Here's are parts of a letter I shared with parents after the tournament. The messages are always for both parents and players.
3 practices, 3 games. It takes time. Faith and Patience flank the top of the Pyramid of Success. Basketball evolves on a four-legged stool of athleticism, size, skill, and game understanding. The latter only comes from experience. It's important to see both the here and now and the possibilities.
After practice and games, I ask four questions:
1) What went well?
2) What went poorly?
3) What can we do differently?
4) What are the enduring lessons?
The experience will help. The players can see where they need to be better. They also got to experience both some success and adversity. The effort was good.
"What is unacceptable in defeat is unacceptable in victory."
1) Our spacing needs to be much better.

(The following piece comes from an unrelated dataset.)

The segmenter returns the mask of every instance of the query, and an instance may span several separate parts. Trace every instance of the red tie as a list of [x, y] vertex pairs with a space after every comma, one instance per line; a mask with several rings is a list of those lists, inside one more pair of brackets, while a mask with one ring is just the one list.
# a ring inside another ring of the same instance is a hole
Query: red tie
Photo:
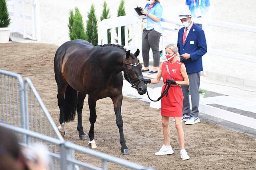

Poor spacing guarantees poor offense. "Spacing is offense and offense is spacing."
2) We need a combination of more explosiveness and more commitment to attack the basket.
3) Young players choose dribbling over passing. "Pass and cut." You get two dribbles off the catch to attack the basket.
4) Nobody can run their offense from the corner. It allows defensive help to have "numbers" to play 3 against 5 (see above). If we 'choose' not to run (transition) then we would need outstanding half court offense to score. 6th graders don't have that skill.
We need to work on "small-sided games" in practice within limited areas (analogous to soccer 'futsal'), which yields more touches and capacity to function in small spaces.
The girls have enough size and athleticism to develop the other 'legs' to become successful to the extent they work and study the game.